The gentleman in the flame video is my partner, @hi-nrg-joe, who answered your questions above, too.

Yes, you can do an outline in one size and the fill in another. You can also do the outline in one color and the fill in the same size but a different color. That's how I do most of my designs because I think a clear outline makes the fill color pop like crazy.


----------



## duran118 (Sep 17, 2009)

is it possible to do a video tutorial on that. i have 5 orders due by next weekend and i agree that the design pops more when done this way. as i said right now i am using smart cut and don't really want to design using that software as i feel using your product is far superior and would save a tremendous amount of design time.


----------



## DivineBling (Sep 14, 2010)

Sure... I'm trying to finish up some orders right now as Divine Bling but I will make a tutorial on that in just a bit!


----------



## duran118 (Sep 17, 2009)

You are the best!!! Thank you soooo much!!!


----------



## DivineBling (Sep 14, 2010)

Would you believe I'm still making shirts! Sheesh! Trying to get totally caught up! But I stopped to make the video anyway and it's rendering now.
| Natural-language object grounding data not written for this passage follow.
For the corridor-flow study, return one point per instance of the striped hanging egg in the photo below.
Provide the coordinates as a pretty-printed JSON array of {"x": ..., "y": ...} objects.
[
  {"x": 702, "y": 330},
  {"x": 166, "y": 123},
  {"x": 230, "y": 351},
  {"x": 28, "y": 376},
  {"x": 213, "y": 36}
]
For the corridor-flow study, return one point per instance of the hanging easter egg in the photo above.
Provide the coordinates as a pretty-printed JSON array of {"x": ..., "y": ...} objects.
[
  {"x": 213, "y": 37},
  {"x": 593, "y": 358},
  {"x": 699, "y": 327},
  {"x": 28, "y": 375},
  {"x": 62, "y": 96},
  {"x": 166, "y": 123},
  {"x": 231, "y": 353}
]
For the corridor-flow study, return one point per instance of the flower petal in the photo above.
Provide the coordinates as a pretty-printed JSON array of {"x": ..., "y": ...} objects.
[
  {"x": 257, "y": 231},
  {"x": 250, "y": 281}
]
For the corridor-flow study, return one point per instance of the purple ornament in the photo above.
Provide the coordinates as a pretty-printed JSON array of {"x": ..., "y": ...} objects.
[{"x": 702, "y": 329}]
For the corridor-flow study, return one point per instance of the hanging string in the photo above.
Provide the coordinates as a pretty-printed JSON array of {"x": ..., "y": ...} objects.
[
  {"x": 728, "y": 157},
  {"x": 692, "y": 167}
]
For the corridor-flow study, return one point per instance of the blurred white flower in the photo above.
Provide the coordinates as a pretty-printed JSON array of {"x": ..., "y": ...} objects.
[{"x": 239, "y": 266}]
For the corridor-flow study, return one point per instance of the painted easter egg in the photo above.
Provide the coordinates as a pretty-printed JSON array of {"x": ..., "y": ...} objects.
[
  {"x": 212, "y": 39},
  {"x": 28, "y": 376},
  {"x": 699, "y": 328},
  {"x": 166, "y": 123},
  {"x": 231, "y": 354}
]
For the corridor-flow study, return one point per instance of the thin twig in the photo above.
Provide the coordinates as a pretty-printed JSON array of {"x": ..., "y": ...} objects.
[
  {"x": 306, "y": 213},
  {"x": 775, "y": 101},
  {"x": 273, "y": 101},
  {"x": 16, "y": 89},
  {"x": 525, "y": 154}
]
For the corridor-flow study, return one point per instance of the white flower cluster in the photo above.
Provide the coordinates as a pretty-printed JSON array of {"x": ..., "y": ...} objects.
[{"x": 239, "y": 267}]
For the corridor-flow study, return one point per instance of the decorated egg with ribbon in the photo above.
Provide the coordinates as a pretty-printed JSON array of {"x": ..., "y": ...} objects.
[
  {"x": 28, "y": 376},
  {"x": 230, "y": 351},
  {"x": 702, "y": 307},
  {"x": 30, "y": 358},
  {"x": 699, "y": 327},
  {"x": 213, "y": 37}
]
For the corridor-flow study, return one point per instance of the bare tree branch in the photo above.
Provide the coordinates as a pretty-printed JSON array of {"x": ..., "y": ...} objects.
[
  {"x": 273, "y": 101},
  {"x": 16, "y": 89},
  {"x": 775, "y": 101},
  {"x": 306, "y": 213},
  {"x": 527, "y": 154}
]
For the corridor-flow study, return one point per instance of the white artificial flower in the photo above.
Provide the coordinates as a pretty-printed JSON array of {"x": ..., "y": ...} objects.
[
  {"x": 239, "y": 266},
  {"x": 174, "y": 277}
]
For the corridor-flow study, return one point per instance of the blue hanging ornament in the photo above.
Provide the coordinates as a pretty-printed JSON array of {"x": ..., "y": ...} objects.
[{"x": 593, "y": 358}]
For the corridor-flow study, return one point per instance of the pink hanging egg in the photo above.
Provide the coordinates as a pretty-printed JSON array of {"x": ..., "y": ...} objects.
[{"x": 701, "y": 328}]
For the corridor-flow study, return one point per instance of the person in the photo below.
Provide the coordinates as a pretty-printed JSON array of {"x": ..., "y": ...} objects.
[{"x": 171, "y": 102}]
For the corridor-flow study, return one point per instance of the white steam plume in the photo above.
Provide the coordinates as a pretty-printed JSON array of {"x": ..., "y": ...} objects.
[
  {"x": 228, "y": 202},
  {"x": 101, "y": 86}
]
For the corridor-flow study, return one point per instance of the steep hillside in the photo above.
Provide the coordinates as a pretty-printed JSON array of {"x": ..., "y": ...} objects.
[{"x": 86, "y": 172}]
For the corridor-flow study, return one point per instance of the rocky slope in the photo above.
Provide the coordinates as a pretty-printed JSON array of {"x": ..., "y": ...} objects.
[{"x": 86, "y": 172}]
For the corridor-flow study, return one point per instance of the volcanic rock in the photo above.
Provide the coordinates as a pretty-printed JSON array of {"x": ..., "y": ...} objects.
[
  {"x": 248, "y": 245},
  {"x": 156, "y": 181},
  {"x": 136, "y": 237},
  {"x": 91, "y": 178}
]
I'll get it posted shortly.


----------



## DivineBling (Sep 14, 2010)

Here you go...

http://www.t-shirtforums.com/rhinestone-decoration/t177851.html


----------



## duran118 (Sep 17, 2009)

the sizes of the stones that are loaded in the software are too small when i try to cut them. i am using korean cut stones. and not 1 of my stones would fit in the holes. how do i define my own palette with my defined hole sizes. can you tell me the size of the circles that you cut for ss6 and ss10. i realize there might be a slight difference but i am looking for a starting point. thanks.


----------



## DivineBling (Sep 14, 2010)

Hi Larry... You actually have the larger hole libraries in your software. I just have to help you fix a file to activate them. I'll email you a little later to explain how. I'm in Vegas right now just finishing breaking down for the Magic Show.


----------



## duran118 (Sep 17, 2009)

thank you mucho!


----------



## duran118 (Sep 17, 2009)

hey stephanie,

any luck on being able to send that email to correct the stone sizing?


----------



## DivineBling (Sep 14, 2010)

It will be easier for me to make a little video for you. I'll make that when I get home tonight from Vegas and send you an email with the link, okay?


----------



## duran118 (Sep 17, 2009)

sounds good. thanks.


----------



## duran118 (Sep 17, 2009)

stephanie, can you tell me real quick before the video, what size do hole do you use to cut your ss6 and ss10 stones


----------



## DivineBling (Sep 14, 2010)

duran118 said:


> stephanie, can you tell me real quick before the video, what size do hole do you use to cut your ss6 and ss10 stones


I use .127 for ss10 and .099 for ss6.


----------



## duran118 (Sep 17, 2009)

thanks. looking forward to the video!


----------



## sunnydayz (Jun 22, 2007)

Hi Stephanie 

Like we talked about in the private message, as soon as you removed your website from the beginning of the video and give me a new link to replace it with, I will just leave it here. Once I get the new link, we will replace it and move it back to the rhinestone section.

Thanks


----------



## SewChic (Aug 21, 2011)

Duran,
Curious... you said, "i was using DAS software prior and have a bunch of designs already done. if i bring them into oobling as an eps file, am i able to convert all my circles to be output with your program." I am researching software... what didn't you like about DAS?
Patty


----------